ГОНИТВА
Шрифт:
Недоумевающая Юля поинтересовалась у сестры, откуда той известно, что незнакомец ночь провел вне дома. Да, кстати, к телеге, когда они вернулись, был привязан за недоуздок буланый конь, верховой чистых кровей, Юля разбирается. Ее Кит за это полюбил, он сам до коней охоч весьма. Кстати, чтобы господа из блау-роты чего не думали, Юля не от хорошей жизни в содержанки пошла. Никита-то ее любит, только с Ташинькой, супругой своей, разводиться никак не собирается. (Тут Айзенвальд с Феагнеевичем сочувственно покивали). Так вот, – вернулась из любовных пенат панночка, – Антя сестре отвечать не стала. И пришлось Юле подслушивать, когда Антося с Бируткой откровенничали. Да не тогда, когда Алеся в первый раз привезли, а позже. Вот только Юля запамятовала, когда именно: то ли когда пан Ведрич, Алесь, то есть, дядьку на двубое застрелили и к Антосе-невесте прибежал каяться, то ли чуть позднее – когда его змея укусила. Антя, Юля фыркнула, всегда доверяла прислуге больше, чем
Айзенвальд, вдруг переставая слышать, втянул в себя воздух. В холодном подвале отчего-то сделалось жарко и нечем дышать. Захотелось сорвать шейный платок, раздернуть ворот, уйти во двор, под снегопад. Боже ты мой, завтра же он поскачет, в ноги поклонится стервозной Бирутке за эти свечки и эти цветы.

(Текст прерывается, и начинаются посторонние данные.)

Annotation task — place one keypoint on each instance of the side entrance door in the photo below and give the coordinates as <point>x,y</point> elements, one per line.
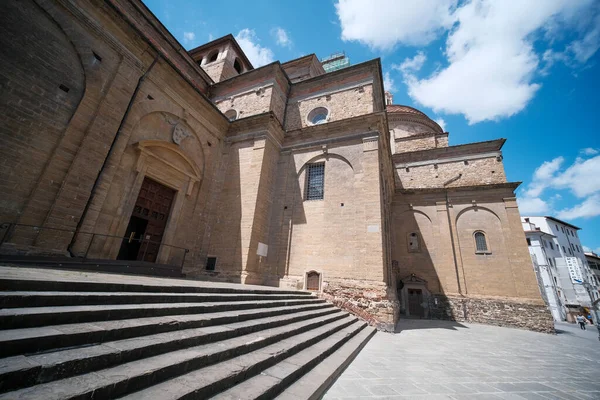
<point>147,223</point>
<point>415,299</point>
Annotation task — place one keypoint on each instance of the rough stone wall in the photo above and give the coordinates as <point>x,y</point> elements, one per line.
<point>418,142</point>
<point>369,300</point>
<point>476,172</point>
<point>341,105</point>
<point>37,58</point>
<point>442,140</point>
<point>330,235</point>
<point>62,188</point>
<point>447,258</point>
<point>248,103</point>
<point>215,69</point>
<point>415,143</point>
<point>507,312</point>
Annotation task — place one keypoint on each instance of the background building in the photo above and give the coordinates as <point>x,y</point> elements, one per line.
<point>544,253</point>
<point>560,264</point>
<point>119,144</point>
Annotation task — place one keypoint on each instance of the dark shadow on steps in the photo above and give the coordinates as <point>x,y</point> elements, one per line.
<point>406,324</point>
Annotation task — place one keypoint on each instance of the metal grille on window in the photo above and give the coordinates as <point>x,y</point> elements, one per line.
<point>480,241</point>
<point>315,181</point>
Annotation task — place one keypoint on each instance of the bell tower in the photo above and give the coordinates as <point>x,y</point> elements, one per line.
<point>222,58</point>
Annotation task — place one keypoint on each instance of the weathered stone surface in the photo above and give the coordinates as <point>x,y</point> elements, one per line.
<point>77,159</point>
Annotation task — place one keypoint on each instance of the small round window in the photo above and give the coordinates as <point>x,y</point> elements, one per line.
<point>318,116</point>
<point>231,115</point>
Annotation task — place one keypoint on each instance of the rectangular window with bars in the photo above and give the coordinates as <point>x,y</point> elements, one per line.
<point>315,181</point>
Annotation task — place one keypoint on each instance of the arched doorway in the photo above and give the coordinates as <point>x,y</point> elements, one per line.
<point>413,296</point>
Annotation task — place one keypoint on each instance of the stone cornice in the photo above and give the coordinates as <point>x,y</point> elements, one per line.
<point>415,118</point>
<point>441,153</point>
<point>506,185</point>
<point>420,135</point>
<point>258,77</point>
<point>348,129</point>
<point>225,39</point>
<point>265,124</point>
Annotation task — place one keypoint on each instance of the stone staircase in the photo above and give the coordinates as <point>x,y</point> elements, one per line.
<point>83,335</point>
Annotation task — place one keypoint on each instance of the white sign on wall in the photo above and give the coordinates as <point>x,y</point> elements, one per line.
<point>574,270</point>
<point>262,249</point>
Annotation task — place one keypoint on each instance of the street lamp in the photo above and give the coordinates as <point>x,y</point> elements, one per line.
<point>594,306</point>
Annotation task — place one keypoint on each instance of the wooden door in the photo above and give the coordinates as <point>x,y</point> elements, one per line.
<point>153,205</point>
<point>312,280</point>
<point>415,299</point>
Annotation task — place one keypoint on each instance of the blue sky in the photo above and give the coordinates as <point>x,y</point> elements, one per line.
<point>524,70</point>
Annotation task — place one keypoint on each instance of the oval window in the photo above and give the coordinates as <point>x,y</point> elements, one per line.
<point>237,66</point>
<point>318,116</point>
<point>231,115</point>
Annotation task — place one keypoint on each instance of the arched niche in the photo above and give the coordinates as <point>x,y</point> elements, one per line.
<point>485,272</point>
<point>166,162</point>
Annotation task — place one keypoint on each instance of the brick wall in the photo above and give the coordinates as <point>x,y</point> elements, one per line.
<point>341,105</point>
<point>34,111</point>
<point>476,172</point>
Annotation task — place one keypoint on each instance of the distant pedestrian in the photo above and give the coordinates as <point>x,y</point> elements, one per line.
<point>581,321</point>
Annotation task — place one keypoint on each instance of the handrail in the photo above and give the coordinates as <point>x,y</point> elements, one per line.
<point>8,227</point>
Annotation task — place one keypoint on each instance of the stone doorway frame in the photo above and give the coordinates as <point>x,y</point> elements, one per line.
<point>182,176</point>
<point>412,281</point>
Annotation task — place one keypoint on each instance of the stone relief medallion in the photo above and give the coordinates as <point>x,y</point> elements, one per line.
<point>179,133</point>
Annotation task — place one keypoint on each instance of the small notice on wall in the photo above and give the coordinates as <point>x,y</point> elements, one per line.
<point>373,228</point>
<point>262,249</point>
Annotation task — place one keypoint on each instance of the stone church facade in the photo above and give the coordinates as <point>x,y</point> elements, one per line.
<point>281,175</point>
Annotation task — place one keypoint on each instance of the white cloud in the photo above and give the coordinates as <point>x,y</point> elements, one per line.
<point>388,83</point>
<point>281,37</point>
<point>580,178</point>
<point>586,47</point>
<point>411,65</point>
<point>188,36</point>
<point>532,206</point>
<point>542,177</point>
<point>441,123</point>
<point>257,54</point>
<point>590,207</point>
<point>492,62</point>
<point>381,24</point>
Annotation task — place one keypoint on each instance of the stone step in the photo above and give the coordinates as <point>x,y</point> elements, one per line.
<point>33,279</point>
<point>277,343</point>
<point>206,382</point>
<point>315,383</point>
<point>274,380</point>
<point>47,299</point>
<point>32,340</point>
<point>12,318</point>
<point>22,371</point>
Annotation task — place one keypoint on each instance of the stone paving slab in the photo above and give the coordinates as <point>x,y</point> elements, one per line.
<point>450,360</point>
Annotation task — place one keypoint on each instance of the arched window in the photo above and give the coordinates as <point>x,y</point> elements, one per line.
<point>237,66</point>
<point>481,243</point>
<point>231,114</point>
<point>213,56</point>
<point>318,116</point>
<point>414,244</point>
<point>315,181</point>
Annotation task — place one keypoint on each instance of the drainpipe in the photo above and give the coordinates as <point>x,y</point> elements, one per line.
<point>94,190</point>
<point>457,177</point>
<point>454,256</point>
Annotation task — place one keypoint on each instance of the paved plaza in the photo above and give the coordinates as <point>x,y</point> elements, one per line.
<point>450,360</point>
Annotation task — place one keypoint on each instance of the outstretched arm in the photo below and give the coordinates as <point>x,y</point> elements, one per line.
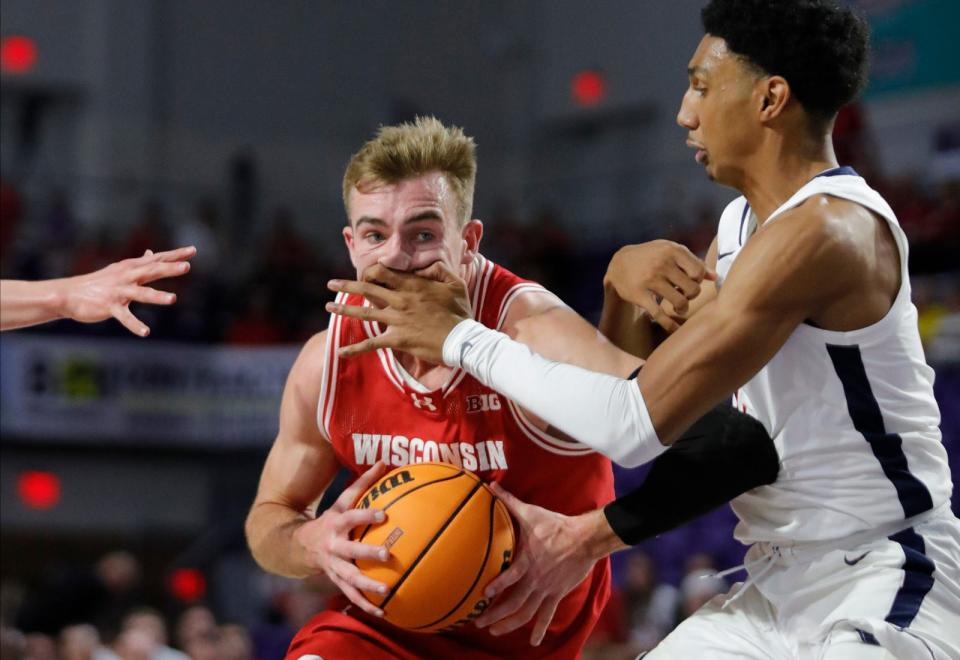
<point>95,296</point>
<point>726,453</point>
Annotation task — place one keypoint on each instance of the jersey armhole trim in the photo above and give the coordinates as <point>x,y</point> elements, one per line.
<point>328,379</point>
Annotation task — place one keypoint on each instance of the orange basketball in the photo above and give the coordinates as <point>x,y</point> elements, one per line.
<point>448,537</point>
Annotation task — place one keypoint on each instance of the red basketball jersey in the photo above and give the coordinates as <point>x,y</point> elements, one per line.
<point>371,410</point>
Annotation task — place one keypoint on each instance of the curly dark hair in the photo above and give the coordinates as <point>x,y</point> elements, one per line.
<point>819,46</point>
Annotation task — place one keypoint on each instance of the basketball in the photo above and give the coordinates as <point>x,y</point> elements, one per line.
<point>448,536</point>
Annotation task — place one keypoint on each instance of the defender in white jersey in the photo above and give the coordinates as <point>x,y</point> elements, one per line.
<point>854,551</point>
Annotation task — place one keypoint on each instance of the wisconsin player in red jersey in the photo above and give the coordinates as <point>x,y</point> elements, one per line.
<point>408,195</point>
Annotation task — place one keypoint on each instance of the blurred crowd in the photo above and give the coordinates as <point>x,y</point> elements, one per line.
<point>102,612</point>
<point>266,283</point>
<point>105,611</point>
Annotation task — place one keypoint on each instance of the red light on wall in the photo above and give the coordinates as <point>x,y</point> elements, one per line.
<point>187,584</point>
<point>18,54</point>
<point>39,490</point>
<point>588,88</point>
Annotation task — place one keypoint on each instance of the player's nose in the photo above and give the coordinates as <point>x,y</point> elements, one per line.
<point>686,117</point>
<point>395,257</point>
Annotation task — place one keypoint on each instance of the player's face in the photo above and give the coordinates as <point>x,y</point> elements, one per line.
<point>718,110</point>
<point>409,225</point>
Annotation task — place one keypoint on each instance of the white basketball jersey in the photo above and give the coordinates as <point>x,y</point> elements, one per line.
<point>852,414</point>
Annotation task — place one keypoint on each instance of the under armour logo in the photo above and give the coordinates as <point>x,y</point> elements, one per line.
<point>464,347</point>
<point>423,403</point>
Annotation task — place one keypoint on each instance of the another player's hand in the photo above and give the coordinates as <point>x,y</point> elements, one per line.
<point>326,545</point>
<point>551,561</point>
<point>109,291</point>
<point>420,309</point>
<point>660,277</point>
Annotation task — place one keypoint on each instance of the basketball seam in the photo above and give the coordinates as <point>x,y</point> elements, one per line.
<point>413,564</point>
<point>412,490</point>
<point>483,565</point>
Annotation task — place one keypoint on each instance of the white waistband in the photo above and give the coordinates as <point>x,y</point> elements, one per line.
<point>772,554</point>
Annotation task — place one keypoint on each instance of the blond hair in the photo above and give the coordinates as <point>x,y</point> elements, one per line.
<point>412,149</point>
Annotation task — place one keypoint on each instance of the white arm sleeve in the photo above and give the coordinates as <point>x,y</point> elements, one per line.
<point>603,412</point>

…Юля и у сестры пробовала о могиле спрашивать, после чего та с Бируткой поругалась чуть ли не насмерть, все кричала, что стыд молиться за убийц, что б там в Библии ни говорилось. Что мамы с отцом этой твари Антя не простит. Бирутка губы поджала и Юлю больше с собой не брала. А к могиле все равно ходила, наплевав на хозяйкин гнев. Антя потом ревела и прощения у стряпухи просила. А Юля держала ушки на макушке, и прознала легенду о некоей панночке, что была при прошлом бунте вроде как любовницей немецкого генерала… И от великой любви выдавала ему мятежников. И почтенных панов, навроде Юлькиных родителей. Вроде как другой офицер застрелил эту панночку из-за несчастной любви. Или толкнул в полынью, а поместье сжег… Юля потом долго тайком играла в эту романтическую историю, представляя себя то панночкой, то злым офицером на коне с пистолетом в руках.

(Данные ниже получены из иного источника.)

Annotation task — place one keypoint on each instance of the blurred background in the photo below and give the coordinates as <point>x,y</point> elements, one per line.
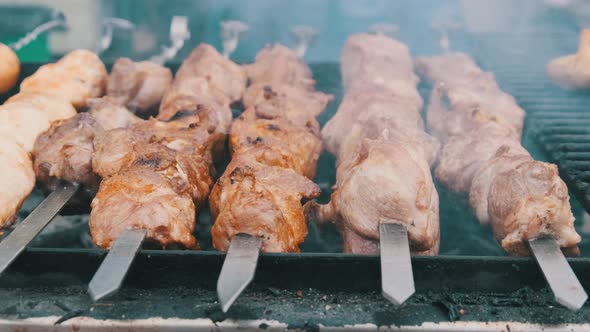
<point>270,21</point>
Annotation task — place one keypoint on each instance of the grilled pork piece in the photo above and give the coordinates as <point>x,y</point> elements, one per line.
<point>297,105</point>
<point>156,173</point>
<point>139,86</point>
<point>275,147</point>
<point>9,68</point>
<point>64,152</point>
<point>573,71</point>
<point>279,64</point>
<point>77,77</point>
<point>48,95</point>
<point>220,73</point>
<point>383,154</point>
<point>521,198</point>
<point>471,94</point>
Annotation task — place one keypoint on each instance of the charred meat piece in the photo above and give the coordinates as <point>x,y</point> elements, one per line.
<point>76,77</point>
<point>156,175</point>
<point>277,64</point>
<point>64,152</point>
<point>573,71</point>
<point>275,147</point>
<point>260,200</point>
<point>139,86</point>
<point>383,154</point>
<point>281,142</point>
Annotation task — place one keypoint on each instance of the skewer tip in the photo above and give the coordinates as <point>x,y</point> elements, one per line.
<point>238,269</point>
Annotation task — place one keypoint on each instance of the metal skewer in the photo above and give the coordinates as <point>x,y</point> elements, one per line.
<point>58,19</point>
<point>559,275</point>
<point>397,277</point>
<point>240,263</point>
<point>238,268</point>
<point>230,35</point>
<point>14,244</point>
<point>111,273</point>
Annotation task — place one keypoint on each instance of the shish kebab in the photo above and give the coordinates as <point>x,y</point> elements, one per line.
<point>524,200</point>
<point>384,199</point>
<point>275,145</point>
<point>169,161</point>
<point>62,154</point>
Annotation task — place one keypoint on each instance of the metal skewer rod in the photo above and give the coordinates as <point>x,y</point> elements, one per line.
<point>230,35</point>
<point>305,36</point>
<point>113,269</point>
<point>397,277</point>
<point>14,244</point>
<point>58,20</point>
<point>238,268</point>
<point>559,275</point>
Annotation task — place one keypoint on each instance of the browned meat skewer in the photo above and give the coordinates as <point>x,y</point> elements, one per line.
<point>275,147</point>
<point>520,197</point>
<point>157,173</point>
<point>383,154</point>
<point>50,94</point>
<point>139,86</point>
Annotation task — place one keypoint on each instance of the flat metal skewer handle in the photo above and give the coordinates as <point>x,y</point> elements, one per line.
<point>238,268</point>
<point>559,275</point>
<point>397,277</point>
<point>14,244</point>
<point>111,273</point>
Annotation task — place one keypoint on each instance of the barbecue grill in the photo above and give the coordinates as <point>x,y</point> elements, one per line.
<point>471,286</point>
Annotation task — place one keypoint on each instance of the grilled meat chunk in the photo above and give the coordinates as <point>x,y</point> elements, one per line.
<point>521,198</point>
<point>156,175</point>
<point>76,77</point>
<point>64,152</point>
<point>468,90</point>
<point>383,154</point>
<point>260,200</point>
<point>139,86</point>
<point>220,73</point>
<point>275,147</point>
<point>573,71</point>
<point>17,178</point>
<point>297,105</point>
<point>279,64</point>
<point>281,142</point>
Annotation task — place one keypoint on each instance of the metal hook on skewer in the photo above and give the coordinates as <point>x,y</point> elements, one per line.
<point>230,35</point>
<point>58,19</point>
<point>443,28</point>
<point>305,36</point>
<point>179,33</point>
<point>108,26</point>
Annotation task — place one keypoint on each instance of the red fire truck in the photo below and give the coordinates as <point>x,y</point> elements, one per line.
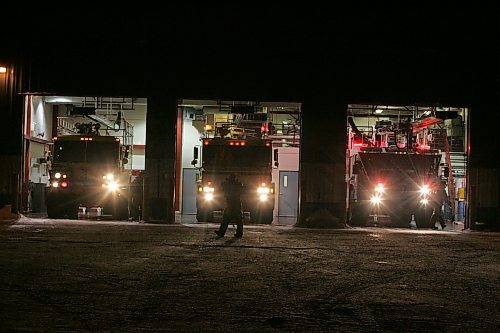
<point>251,159</point>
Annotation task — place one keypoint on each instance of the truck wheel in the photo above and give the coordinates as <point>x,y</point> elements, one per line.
<point>53,212</point>
<point>358,216</point>
<point>423,219</point>
<point>204,215</point>
<point>400,220</point>
<point>261,216</point>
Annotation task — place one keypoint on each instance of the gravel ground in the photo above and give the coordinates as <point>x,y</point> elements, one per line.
<point>83,276</point>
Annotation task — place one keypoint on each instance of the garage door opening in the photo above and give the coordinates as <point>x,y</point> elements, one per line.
<point>397,159</point>
<point>257,140</point>
<point>83,156</point>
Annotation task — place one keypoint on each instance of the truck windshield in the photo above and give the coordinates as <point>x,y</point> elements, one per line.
<point>231,156</point>
<point>90,152</point>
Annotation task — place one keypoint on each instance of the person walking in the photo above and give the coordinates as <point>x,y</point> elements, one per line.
<point>232,189</point>
<point>440,199</point>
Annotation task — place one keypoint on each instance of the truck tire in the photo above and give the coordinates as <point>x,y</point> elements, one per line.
<point>423,219</point>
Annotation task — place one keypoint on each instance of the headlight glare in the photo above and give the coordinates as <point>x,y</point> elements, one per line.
<point>208,189</point>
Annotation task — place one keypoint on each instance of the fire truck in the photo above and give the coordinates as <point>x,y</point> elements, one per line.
<point>87,178</point>
<point>250,157</point>
<point>392,178</point>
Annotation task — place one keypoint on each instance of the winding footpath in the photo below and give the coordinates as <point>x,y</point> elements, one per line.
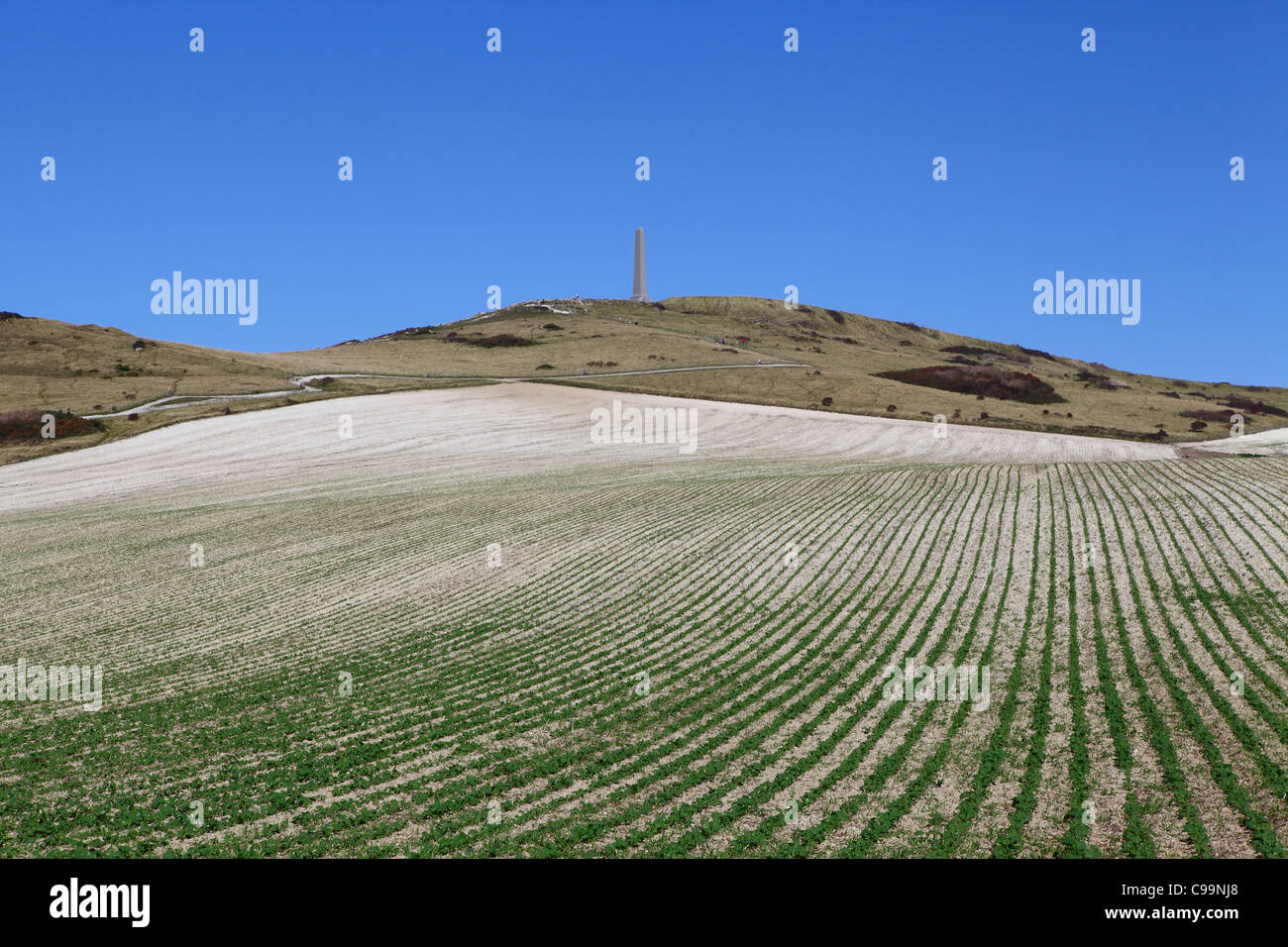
<point>301,384</point>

Айзенвальду почудилось, что перо Прохора скрипит уже не столь усердно. Взглянул – только показалось. Писарь даже язык от старания высунул, перо летало над бумагой. Что ж, опыт у старика немалый.
Янка, слуга Легничей, меж тем вела Юля, выехал из дому до свету – чтобы к утру на рынок поспеть. Но полня ярко светила, и путь известный. Волков Януш не боялся – осенью они не нападают. Лихих людей – и того меньше. Всех их Гонитва повывела. А самой Гонитвы страшно, конечно, да Януш парень честный, к имше ходит что неделю и гонцов чтит, да и болота на той дороге нет. Трюхал себе помаленьку, дремал. Потом конь заржал, тоненько, точно плакал. Януша чуть с телеги не снесло. Тут тебе и разрытая могила, и покойник под крестом. Парень поначалу решил, что это навка-панночка вылезла, да крест ее дальше не пустил.
Айзенвальд не выдержал, поднялся, стал расхаживать по подвалу: три шага от стола до двери и обратно. Словно так мог заглушить в себе боль.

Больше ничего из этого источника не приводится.